Another important edge case involves negative integers. Since the values can range from -10^5 to 10^5, implementations that incorrectly rely on array indexing instead of hash maps may fail or waste large amounts of memory. Using a hash map allows the algorithm to handle arbitrary integer values naturally.
A third critical edge case is the arbitrary ordering of adjacent pairs. The input pairs are not guaranteed to appear in traversal order. A naive implementation that assumes local ordering from the input would break immediately. The adjacency list representation completely avoids this issue because it stores relationships independent of input ordering.
A subtle edge case occurs during traversal of interior nodes.
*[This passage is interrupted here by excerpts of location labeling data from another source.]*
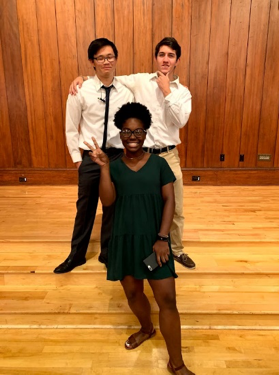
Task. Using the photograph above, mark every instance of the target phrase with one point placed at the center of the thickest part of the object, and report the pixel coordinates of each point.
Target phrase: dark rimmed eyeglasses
(101, 59)
(126, 133)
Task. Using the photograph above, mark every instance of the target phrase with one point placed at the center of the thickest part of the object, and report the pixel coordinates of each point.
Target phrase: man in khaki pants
(170, 105)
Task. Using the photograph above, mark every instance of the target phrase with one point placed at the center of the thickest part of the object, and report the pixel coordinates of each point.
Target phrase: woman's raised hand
(96, 154)
(76, 82)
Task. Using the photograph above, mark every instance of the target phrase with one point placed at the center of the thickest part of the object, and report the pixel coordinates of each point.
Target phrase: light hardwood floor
(77, 323)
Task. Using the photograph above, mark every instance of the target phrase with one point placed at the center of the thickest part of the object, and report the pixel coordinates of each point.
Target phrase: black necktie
(106, 117)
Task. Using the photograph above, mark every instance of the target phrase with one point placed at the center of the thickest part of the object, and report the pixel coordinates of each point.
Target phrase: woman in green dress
(141, 185)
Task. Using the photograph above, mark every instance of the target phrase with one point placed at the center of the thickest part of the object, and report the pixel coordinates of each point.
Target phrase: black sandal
(173, 370)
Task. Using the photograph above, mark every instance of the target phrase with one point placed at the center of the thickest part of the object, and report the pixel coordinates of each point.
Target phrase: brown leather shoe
(133, 341)
(185, 260)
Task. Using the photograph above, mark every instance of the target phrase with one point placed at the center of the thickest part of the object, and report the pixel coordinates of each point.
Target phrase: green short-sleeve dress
(137, 219)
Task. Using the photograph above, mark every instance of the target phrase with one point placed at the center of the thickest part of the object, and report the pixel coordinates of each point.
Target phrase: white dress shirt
(169, 114)
(85, 115)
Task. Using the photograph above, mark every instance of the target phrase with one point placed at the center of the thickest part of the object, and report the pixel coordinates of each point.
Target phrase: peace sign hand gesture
(97, 155)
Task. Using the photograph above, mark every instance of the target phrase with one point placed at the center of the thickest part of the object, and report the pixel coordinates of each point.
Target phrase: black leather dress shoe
(103, 259)
(68, 265)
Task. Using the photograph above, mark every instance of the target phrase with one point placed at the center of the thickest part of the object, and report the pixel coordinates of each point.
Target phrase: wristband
(161, 237)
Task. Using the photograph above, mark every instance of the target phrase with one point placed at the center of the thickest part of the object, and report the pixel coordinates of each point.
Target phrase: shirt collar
(98, 84)
(175, 81)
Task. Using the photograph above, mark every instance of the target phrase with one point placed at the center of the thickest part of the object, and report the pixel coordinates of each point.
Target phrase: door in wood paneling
(199, 55)
(254, 81)
(104, 19)
(12, 62)
(28, 31)
(162, 22)
(237, 54)
(124, 36)
(85, 30)
(143, 48)
(181, 30)
(270, 104)
(6, 154)
(53, 104)
(67, 46)
(216, 94)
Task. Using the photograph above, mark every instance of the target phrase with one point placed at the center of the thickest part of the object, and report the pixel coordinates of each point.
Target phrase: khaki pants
(176, 231)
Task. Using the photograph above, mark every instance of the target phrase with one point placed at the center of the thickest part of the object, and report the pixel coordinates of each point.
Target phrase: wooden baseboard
(212, 177)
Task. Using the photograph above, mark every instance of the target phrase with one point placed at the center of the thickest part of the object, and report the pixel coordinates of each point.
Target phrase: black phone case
(151, 262)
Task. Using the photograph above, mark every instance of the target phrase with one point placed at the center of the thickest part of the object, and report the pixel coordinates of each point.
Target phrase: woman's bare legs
(165, 295)
(139, 304)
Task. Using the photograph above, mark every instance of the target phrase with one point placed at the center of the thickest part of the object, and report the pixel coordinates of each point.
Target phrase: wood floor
(77, 323)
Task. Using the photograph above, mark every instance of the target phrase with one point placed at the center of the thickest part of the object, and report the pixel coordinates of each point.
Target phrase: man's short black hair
(170, 42)
(133, 110)
(97, 44)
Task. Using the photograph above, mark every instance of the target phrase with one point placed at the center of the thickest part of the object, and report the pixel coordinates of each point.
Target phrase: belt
(158, 150)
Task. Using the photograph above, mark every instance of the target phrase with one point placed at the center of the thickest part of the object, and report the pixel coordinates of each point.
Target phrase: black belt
(158, 150)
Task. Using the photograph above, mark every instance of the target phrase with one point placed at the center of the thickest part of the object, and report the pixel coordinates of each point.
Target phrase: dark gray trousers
(88, 195)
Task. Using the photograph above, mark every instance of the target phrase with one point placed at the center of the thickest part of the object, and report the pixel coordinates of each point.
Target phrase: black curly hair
(133, 110)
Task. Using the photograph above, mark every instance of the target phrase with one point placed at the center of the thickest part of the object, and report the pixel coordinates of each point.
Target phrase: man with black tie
(170, 105)
(91, 113)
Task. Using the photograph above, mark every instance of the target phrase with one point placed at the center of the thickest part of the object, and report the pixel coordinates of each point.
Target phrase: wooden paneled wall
(230, 54)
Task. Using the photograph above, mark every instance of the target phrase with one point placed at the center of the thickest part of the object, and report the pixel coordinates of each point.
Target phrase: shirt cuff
(76, 156)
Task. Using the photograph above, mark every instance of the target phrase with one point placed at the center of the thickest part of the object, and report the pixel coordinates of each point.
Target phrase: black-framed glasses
(139, 133)
(101, 59)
Each interior node has two neighbors, and choosing the wrong one causes the traversal to move backward instead of forward. The implementation avoids this by always comparing against the previously visited element and selecting the other neighbor.
Finally, the graph can be reconstructed from either endpoint, producing either the original array or its reverse. Since the problem accepts any valid reconstruction, the algorithm simply picks the first endpoint it encounters.